Zinovia lowered the dropper. Morvath Lusk. The exiled syndicate broker. It made terrifying, perfect sense.

"Where is he operating from?" she demanded, stepping closer to the thrashing man.

"The ledger!" Olek sobbed, thick tears of pure agony streaming down his battered face. "His exact coordinates are encrypted in a hard-drive ledger at the Azure Casino! Vault forty-two! Please! God, please make it stop!"

Zinovia uncorked the blue vial and swiftly splashed the neutralizing saline directly into his face.

Olek instantly went limp, his chin collapsing against his chest as he took great, heaving, weeping gasps of air. The invisible fire had been extinguished, leaving him completely psychologically broken, but entirely unharmed.

Zinovia calmly recorked both vials and slipped them back into her canvas coat. She turned away from the sobbing man and looked at Nicander.

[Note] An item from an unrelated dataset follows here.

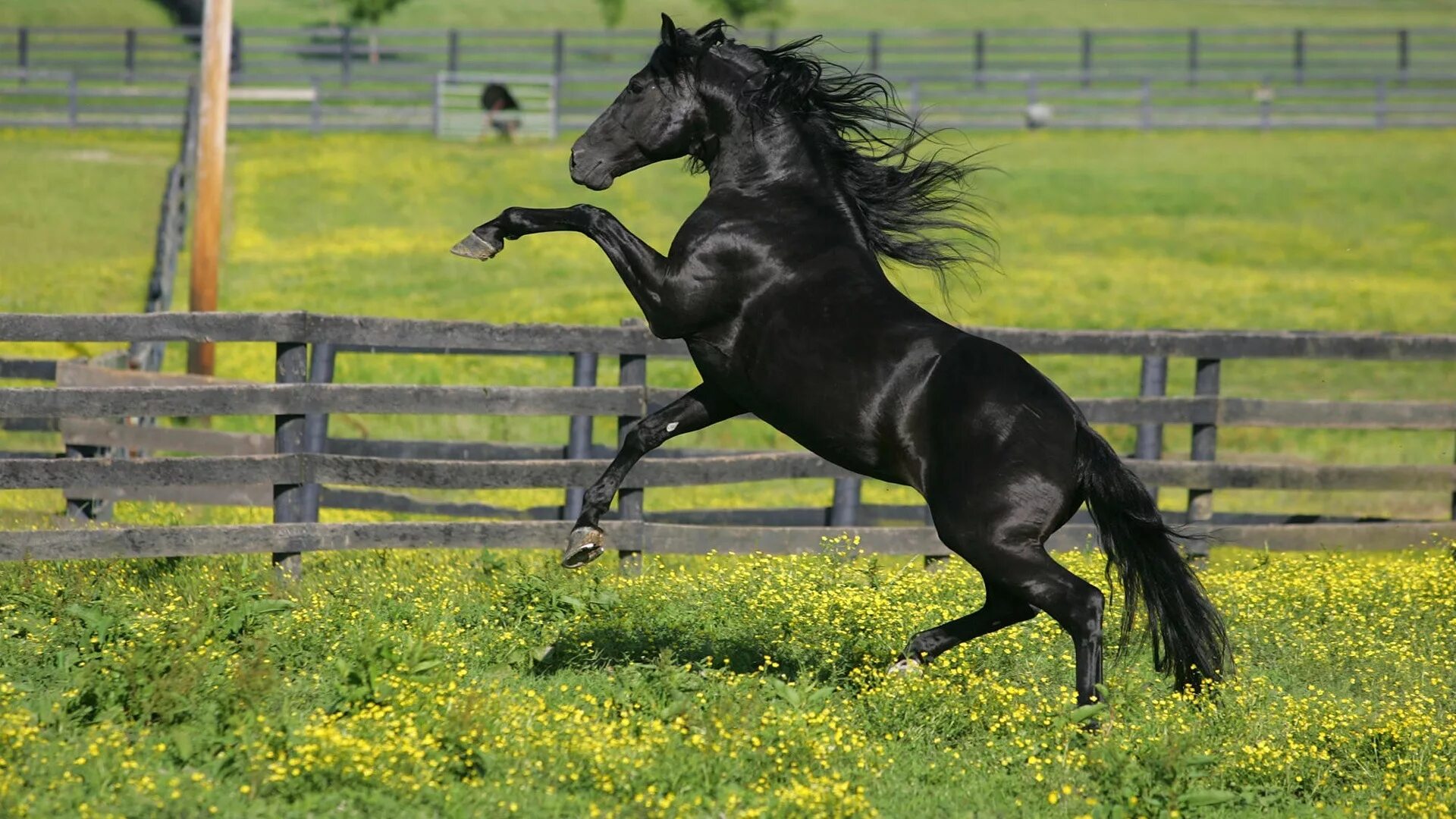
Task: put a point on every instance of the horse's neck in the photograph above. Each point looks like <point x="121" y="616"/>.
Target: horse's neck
<point x="781" y="158"/>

Nicander was staring at her. The brutal enforcer who had just broken a man’s bones without breaking a sweat looked entirely stripped of his armor. There was no mockery left in his glacial eyes. There was only a dark, consuming fascination, bordering on reverence.

He realized she wasn't just a syndicate heiress. She was a weapon, just as lethal, just as ruthless as he was.

"Remind me," Nicander murmured, his voice dropping into a low, rough register as he closed the distance between them, "never to get on your bad side, Veltri."

"You are already on my bad side, Vargos," Zinovia replied, the adrenaline making her heart hammer frantically against her ribs. She met his gaze, refusing to look away from the dangerous, electric heat flaring in his eyes. "But right now, we have a casino to rob."